The material expression embodies profound dialogue with sustainability. Robert Day Sciences Center is conceived as an architectural gesture that pays homage to California climate and the essential connection between built materials and natural light effects, showcasing the maturity and innovation of contemporary American higher education architecture when addressing environmental responsibility and academic innovation. The project promotes renewable energy use through 11,000 square feet of rooftop solar panels, generating approximately 342 megawatt hours annually, targeting LEED Gold certification. The atrium features a large staircase connecting the first two floors and café, creating a lively central hub. Suspended 30 feet in the air, Damien Ortega's Magnetic Field sculpture composed of 18 metal rings and 1,476 vibrant glass spheres animates the soaring space with artistic vitality. Eight rooftop terraces located on the corner perimeters of each "bar" offer sweeping 360-degree views of the mountains to the north, campus to the west, and sports bowl to the east, these multifunctional spaces landscaped with native flora can be used as outdoor classrooms, study areas, or meeting places.
Design Team -- BIG – Bjarke Ingels Group, established in 2006 by Danish architect Bjarke Ingels in Copenhagen, has distinguished itself as a global architectural practice operating across nine international studios in Copenhagen, New York, London, Barcelona, Los Angeles, Oslo, Zurich, Shanghai, and Bhutan. The firm is currently led by Founding Partner and Creative Director Bjarke Ingels alongside CEO Sheela Maini Søgaard, employing over 500 architects, designers, urbanists, landscape architects, interior and product designers, researchers, and inventors.
Under the creative direction of Bjarke Ingels, the office pursues a holistic design methodology that reconciles seemingly contradictory programmatic requirements into unified architectural solutions. Each project translates into a complex innovation system where different layers form inclusive dynamics, reflecting the firm's commitment to sustainability and social impact.
The firm's design philosophy centers on the principle of "pragmatic utopianism," a concept that manifests in projects characterized by engineering innovation, environmental sustainability, and interdisciplinary collaboration. BIG's portfolio demonstrates consistent excellence in creating environments that balance functional performance with formal innovation harmony, establishing the firm as a significant contributor to global contemporary architectural discourse.

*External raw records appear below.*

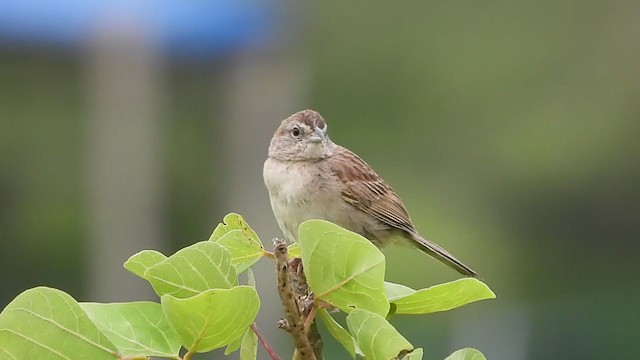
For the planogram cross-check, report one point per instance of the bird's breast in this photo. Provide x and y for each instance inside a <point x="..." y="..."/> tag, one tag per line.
<point x="301" y="191"/>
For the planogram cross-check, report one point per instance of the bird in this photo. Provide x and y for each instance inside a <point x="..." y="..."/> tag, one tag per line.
<point x="308" y="176"/>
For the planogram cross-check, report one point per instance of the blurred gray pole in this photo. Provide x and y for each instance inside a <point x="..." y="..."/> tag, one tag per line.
<point x="124" y="170"/>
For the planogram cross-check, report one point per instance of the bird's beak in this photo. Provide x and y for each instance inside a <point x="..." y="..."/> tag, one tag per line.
<point x="317" y="136"/>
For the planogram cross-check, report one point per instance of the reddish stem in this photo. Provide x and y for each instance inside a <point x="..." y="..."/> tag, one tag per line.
<point x="263" y="341"/>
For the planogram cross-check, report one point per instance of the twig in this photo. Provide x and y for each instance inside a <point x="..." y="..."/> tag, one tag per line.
<point x="263" y="341"/>
<point x="294" y="324"/>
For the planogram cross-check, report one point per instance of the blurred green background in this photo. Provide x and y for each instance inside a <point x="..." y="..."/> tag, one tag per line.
<point x="509" y="129"/>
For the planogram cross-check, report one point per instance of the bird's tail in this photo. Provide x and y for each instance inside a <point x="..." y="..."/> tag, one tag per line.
<point x="443" y="256"/>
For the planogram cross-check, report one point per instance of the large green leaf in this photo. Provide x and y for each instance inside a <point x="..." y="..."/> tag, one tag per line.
<point x="442" y="297"/>
<point x="192" y="270"/>
<point x="343" y="268"/>
<point x="466" y="354"/>
<point x="136" y="328"/>
<point x="376" y="338"/>
<point x="338" y="332"/>
<point x="249" y="348"/>
<point x="293" y="250"/>
<point x="243" y="243"/>
<point x="396" y="291"/>
<point x="212" y="319"/>
<point x="44" y="323"/>
<point x="416" y="354"/>
<point x="142" y="261"/>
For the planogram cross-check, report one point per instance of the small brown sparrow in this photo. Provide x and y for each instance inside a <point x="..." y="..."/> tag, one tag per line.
<point x="310" y="177"/>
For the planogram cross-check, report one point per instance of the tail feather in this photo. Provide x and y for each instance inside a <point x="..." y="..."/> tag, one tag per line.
<point x="443" y="256"/>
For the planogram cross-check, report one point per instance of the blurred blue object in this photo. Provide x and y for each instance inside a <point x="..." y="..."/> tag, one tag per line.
<point x="183" y="28"/>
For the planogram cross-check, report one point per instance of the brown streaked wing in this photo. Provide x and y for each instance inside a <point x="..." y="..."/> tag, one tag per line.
<point x="366" y="191"/>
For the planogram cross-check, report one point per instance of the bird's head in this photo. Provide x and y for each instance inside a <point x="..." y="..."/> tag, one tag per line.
<point x="302" y="136"/>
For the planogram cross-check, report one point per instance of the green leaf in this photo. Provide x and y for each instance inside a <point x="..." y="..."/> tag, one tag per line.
<point x="212" y="319"/>
<point x="243" y="243"/>
<point x="466" y="354"/>
<point x="443" y="297"/>
<point x="251" y="279"/>
<point x="45" y="323"/>
<point x="416" y="354"/>
<point x="192" y="270"/>
<point x="136" y="328"/>
<point x="396" y="291"/>
<point x="293" y="250"/>
<point x="338" y="332"/>
<point x="343" y="268"/>
<point x="249" y="349"/>
<point x="142" y="261"/>
<point x="377" y="339"/>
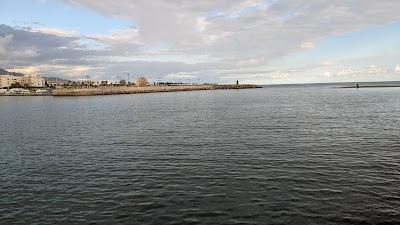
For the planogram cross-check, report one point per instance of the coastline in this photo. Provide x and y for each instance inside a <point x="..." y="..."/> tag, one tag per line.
<point x="117" y="90"/>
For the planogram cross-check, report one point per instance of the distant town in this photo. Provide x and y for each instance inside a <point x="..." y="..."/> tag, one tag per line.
<point x="12" y="83"/>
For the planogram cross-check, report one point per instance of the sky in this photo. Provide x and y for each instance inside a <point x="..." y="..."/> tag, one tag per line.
<point x="253" y="41"/>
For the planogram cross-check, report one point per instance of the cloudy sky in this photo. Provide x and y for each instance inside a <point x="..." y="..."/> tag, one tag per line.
<point x="256" y="41"/>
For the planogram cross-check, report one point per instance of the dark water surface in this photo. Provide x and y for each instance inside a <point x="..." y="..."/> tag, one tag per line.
<point x="278" y="155"/>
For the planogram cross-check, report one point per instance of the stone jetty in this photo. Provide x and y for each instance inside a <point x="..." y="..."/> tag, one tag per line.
<point x="115" y="90"/>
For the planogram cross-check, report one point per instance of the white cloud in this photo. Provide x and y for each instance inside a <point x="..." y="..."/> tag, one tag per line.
<point x="365" y="71"/>
<point x="397" y="68"/>
<point x="226" y="35"/>
<point x="307" y="45"/>
<point x="55" y="31"/>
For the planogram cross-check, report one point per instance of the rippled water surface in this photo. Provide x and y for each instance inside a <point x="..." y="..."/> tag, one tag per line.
<point x="277" y="155"/>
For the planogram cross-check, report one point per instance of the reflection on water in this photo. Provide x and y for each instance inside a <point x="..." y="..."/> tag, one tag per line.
<point x="278" y="155"/>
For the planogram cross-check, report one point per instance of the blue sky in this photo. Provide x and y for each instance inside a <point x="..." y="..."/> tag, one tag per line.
<point x="251" y="40"/>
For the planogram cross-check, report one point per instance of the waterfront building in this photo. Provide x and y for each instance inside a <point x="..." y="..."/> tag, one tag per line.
<point x="33" y="81"/>
<point x="142" y="81"/>
<point x="7" y="80"/>
<point x="30" y="80"/>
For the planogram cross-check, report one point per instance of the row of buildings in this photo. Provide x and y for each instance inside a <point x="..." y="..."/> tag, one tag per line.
<point x="32" y="81"/>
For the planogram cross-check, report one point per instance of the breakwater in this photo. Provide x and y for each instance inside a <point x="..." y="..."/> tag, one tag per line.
<point x="115" y="90"/>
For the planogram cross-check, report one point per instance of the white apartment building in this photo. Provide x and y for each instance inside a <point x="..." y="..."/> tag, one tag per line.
<point x="7" y="80"/>
<point x="33" y="81"/>
<point x="30" y="80"/>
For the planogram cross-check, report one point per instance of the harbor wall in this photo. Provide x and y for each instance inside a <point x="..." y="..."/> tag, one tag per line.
<point x="113" y="90"/>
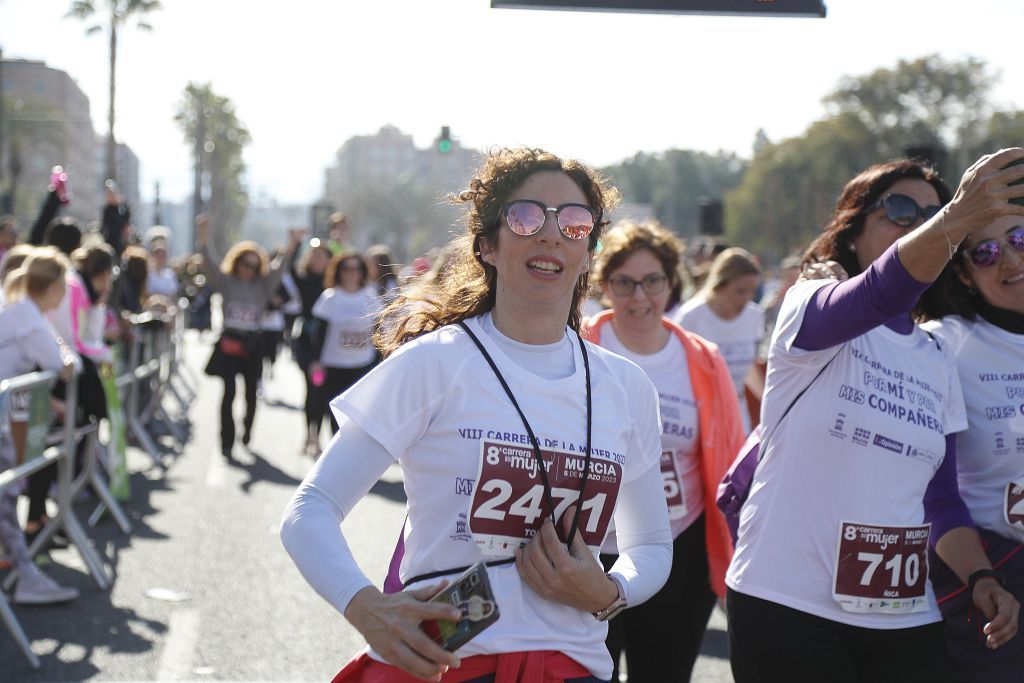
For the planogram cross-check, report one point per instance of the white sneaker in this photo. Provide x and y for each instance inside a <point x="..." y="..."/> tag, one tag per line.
<point x="35" y="588"/>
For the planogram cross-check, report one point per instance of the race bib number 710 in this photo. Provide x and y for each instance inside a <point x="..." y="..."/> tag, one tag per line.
<point x="882" y="569"/>
<point x="509" y="505"/>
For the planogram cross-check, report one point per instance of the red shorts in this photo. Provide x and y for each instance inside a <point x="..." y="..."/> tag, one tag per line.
<point x="534" y="667"/>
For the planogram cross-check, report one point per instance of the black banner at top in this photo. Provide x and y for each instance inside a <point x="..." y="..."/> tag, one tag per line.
<point x="767" y="7"/>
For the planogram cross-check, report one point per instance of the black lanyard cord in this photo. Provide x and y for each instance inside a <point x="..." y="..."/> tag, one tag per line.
<point x="532" y="438"/>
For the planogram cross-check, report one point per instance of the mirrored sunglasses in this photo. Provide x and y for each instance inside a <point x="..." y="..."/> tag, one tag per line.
<point x="526" y="217"/>
<point x="903" y="211"/>
<point x="988" y="252"/>
<point x="652" y="284"/>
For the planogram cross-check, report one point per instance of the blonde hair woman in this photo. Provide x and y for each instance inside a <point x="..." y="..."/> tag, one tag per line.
<point x="246" y="282"/>
<point x="27" y="341"/>
<point x="638" y="269"/>
<point x="723" y="311"/>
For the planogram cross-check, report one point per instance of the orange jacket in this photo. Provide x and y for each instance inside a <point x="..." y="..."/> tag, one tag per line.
<point x="721" y="432"/>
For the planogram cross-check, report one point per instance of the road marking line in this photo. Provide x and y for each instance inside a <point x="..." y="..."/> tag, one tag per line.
<point x="179" y="646"/>
<point x="216" y="473"/>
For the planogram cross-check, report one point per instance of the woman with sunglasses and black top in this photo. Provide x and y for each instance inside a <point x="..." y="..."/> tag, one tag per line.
<point x="977" y="308"/>
<point x="858" y="470"/>
<point x="484" y="374"/>
<point x="701" y="430"/>
<point x="246" y="282"/>
<point x="348" y="306"/>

The practice understands architecture as an expanded discipline, integrating engineering innovation with environmental sustainability through specialized in-house departments including BIG Engineering, BIG Landscape, BIG Product, and BIG Ideas. Notable completed works include CopenHill waste-to-energy plant with skiable roof in Copenhagen, Google Bay View campus with geothermal systems and photovoltaic canopies achieving LEED Platinum in California, The Spiral high-rise with continuous terraced green spaces in New York, and The Twist inhabitable bridge-museum hybrid in Norway. BIG's interdisciplinary practice extends beyond traditional architecture, encompassing furniture design for manufacturers including Fritz Hansen and Artemide, urban infrastructure such as the proposed Oceanix floating city, and mobility concepts including Virgin Hyperloop pods. Robert Day Sciences Center, as BIG's first completed project in Los Angeles and the inaugural building of the Roberts Campus masterplan, demonstrates the firm's capacity to address diverse educational needs and environmental responsibilities, establishing a new eastern gateway for Claremont McKenna College.